Redis 공식 docs 기준 우리 패턴 - "한 producer + 다수의 짧은 consumer + late join with replay" - 은 Streams 교과서적 fit이다.

코드 변경은 이 정도:

# Worker (publish)
await redis.xadd(
    f"run:{run_id}",
    {"type": event_type, "payload": json.dumps(payload)},
    maxlen=5000,
    approximate=True,
)
await redis.expire(f"run:{run_id}", 600)
 
# SSE 엔드포인트 (consume)
last_id = request.headers.get("Last-Event-ID", "0")
while True:
    entries = await redis.xread(
        {f"run:{run_id}": last_id},
        block=0,
        count=100,
    )
    for stream, items in entries:
        for entry_id, data in items:
            yield {"id": entry_id, "data": data["payload"]}
            last_id = entry_id

dup race, MAXLEN, cursor, atomic 다섯 문제가 한 번에 사라진다.

세 번째 답: 전부 worker로

Streams로 갈아타도 stream_run(inline)과 execute_run(worker) 두 경로는 여전히 따로 존재한다. 둘 다 graph를 돌리고 둘 다 Stream에 publish해야 함. drift는 줄지만 두 실행 경로 자체가 본질적인 비용이다.

진짜 최종 형태는 inline 경로를 통째로 없애고 모든 run이 worker를 통과하게 하는 것.

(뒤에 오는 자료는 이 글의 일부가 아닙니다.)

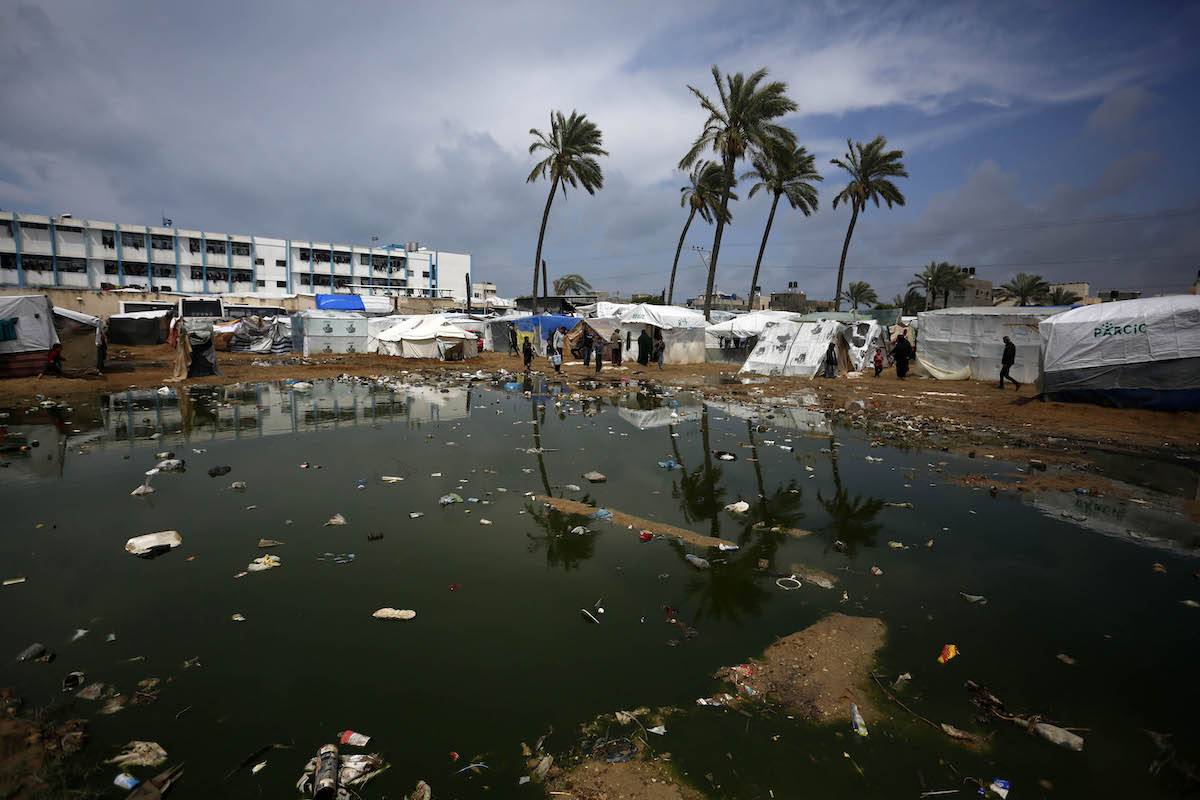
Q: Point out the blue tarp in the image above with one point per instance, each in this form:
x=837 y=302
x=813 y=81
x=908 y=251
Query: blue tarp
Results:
x=340 y=302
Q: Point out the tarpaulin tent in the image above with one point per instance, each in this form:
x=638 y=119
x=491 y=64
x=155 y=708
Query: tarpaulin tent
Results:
x=538 y=329
x=427 y=336
x=329 y=331
x=1129 y=353
x=797 y=349
x=682 y=329
x=366 y=304
x=141 y=326
x=27 y=335
x=966 y=343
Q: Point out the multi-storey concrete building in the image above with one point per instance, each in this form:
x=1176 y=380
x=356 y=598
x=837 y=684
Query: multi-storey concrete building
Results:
x=39 y=251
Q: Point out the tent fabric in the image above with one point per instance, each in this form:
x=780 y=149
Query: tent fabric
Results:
x=966 y=343
x=787 y=348
x=1129 y=354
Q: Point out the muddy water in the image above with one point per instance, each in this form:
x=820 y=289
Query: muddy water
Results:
x=508 y=655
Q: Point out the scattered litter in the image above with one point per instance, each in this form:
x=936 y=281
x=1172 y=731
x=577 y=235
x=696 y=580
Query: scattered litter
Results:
x=394 y=613
x=151 y=545
x=139 y=753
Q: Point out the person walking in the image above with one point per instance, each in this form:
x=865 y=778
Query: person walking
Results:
x=832 y=361
x=1006 y=362
x=527 y=353
x=901 y=352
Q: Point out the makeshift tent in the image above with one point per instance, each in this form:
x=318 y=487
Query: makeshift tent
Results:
x=1129 y=353
x=427 y=336
x=77 y=335
x=366 y=304
x=262 y=335
x=27 y=335
x=966 y=343
x=329 y=331
x=540 y=328
x=141 y=326
x=682 y=329
x=797 y=349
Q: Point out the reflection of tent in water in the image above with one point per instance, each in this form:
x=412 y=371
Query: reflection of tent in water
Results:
x=196 y=354
x=797 y=349
x=659 y=417
x=141 y=326
x=1131 y=353
x=27 y=335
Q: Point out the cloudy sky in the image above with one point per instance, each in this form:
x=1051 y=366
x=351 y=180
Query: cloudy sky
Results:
x=1042 y=136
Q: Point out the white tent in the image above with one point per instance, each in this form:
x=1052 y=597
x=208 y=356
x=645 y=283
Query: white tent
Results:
x=683 y=331
x=796 y=348
x=427 y=336
x=1143 y=353
x=966 y=343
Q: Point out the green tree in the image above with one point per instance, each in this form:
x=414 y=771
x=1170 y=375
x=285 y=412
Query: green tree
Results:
x=571 y=283
x=1060 y=296
x=702 y=196
x=1025 y=289
x=784 y=172
x=859 y=293
x=743 y=119
x=571 y=146
x=871 y=168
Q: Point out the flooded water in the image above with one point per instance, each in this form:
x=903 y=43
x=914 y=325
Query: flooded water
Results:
x=499 y=653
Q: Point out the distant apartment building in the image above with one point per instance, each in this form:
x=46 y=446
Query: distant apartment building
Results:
x=39 y=251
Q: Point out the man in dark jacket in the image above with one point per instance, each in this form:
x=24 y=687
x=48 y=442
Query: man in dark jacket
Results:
x=1006 y=364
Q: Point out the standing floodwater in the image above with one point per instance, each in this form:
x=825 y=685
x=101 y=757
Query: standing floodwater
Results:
x=1067 y=607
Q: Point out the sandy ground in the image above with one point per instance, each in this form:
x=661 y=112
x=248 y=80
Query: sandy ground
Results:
x=819 y=672
x=955 y=415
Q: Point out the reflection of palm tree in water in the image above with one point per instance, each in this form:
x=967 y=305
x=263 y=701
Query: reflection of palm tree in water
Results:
x=851 y=519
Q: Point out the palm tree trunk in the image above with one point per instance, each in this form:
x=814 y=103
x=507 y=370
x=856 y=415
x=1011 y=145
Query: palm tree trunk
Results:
x=541 y=236
x=757 y=264
x=678 y=250
x=717 y=238
x=845 y=248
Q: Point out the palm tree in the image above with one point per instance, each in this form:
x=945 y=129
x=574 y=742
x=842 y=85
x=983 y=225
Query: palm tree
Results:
x=741 y=121
x=783 y=172
x=1025 y=289
x=859 y=293
x=573 y=146
x=571 y=283
x=870 y=168
x=702 y=196
x=1060 y=296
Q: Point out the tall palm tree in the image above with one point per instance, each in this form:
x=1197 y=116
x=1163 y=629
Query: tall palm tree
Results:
x=742 y=120
x=571 y=146
x=1060 y=296
x=871 y=168
x=571 y=283
x=784 y=172
x=702 y=196
x=1025 y=289
x=859 y=293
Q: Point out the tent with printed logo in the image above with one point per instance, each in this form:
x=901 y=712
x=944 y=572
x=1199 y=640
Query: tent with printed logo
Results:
x=1129 y=354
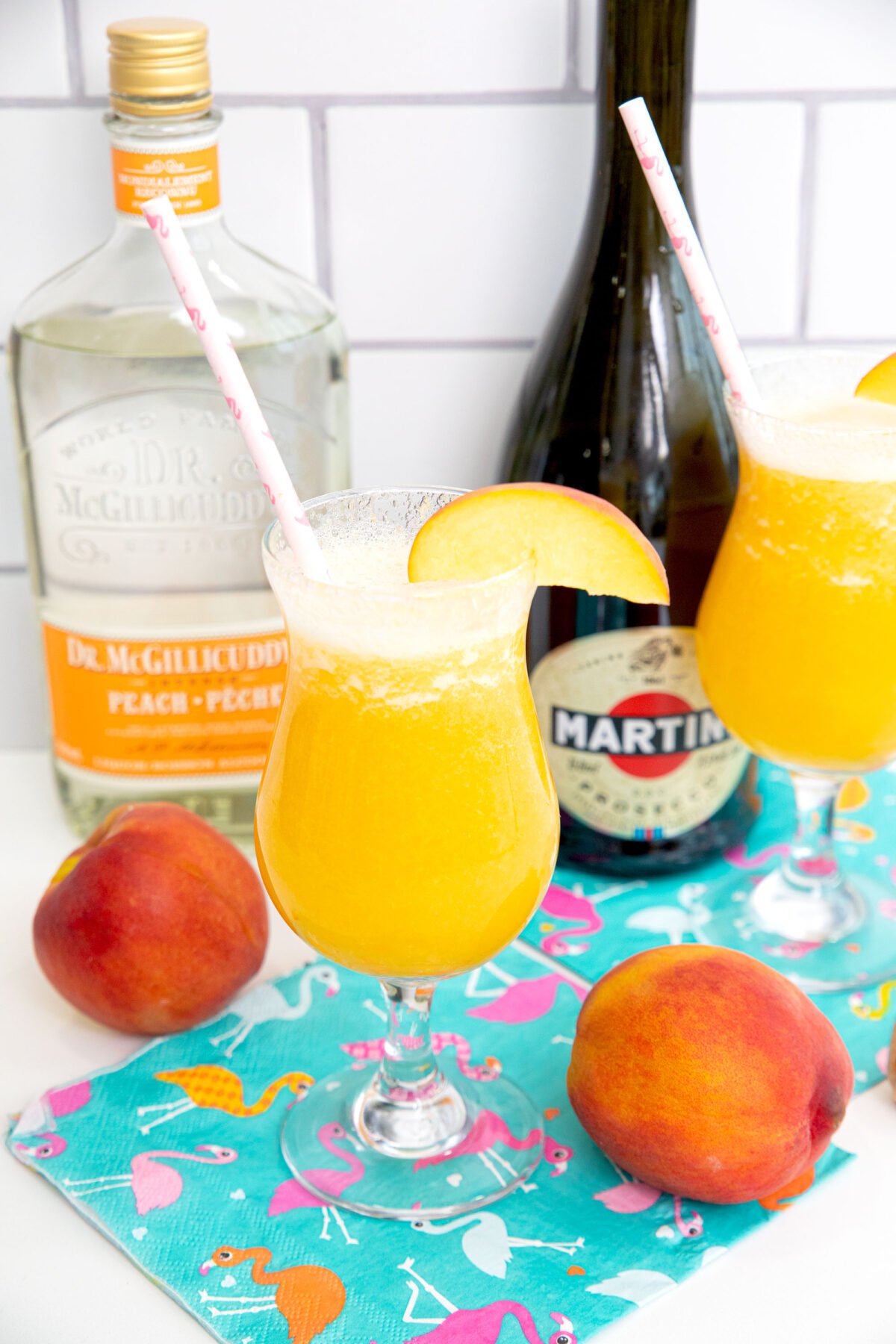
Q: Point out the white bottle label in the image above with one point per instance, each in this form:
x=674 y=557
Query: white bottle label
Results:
x=633 y=745
x=155 y=492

POST /threads/{thread_id}/runs
  → ARQ enqueue, 즉시 run_id 반환

GET /threads/{thread_id}/runs/{run_id}/stream?last_event_id=...
  → SSE. 내부:
     XREAD BLOCK 0 STREAMS run:{run_id} <last_id>

잠깐, 일반 챗까지 다 worker로?

이 권고는 "단순한 3초 Q&A"도 ARQ enqueue → BLPOP → worker → XADD → SSE forwarder를 통과한다는 뜻이다. 매 챗마다 +10–30ms 추가. 이게 정말 필요한지는 product requirement에 달려있다.

챗 resumability 요구	적절한 형태
ChatGPT/Claude.ai 같은 multi-tab/multi-device 동기화 필요	all-worker. 챗도 큐 통과. TTF +10–30ms는 그 기능의 가격.
단발성 Q&A, 끊기면 다시 묻는 UX	hybrid 정당. inline 챗 + worker(긴 작업). 두 경로 유지. ARQ 경로의 dup race/cursor/MAXLEN만 Streams로 해결.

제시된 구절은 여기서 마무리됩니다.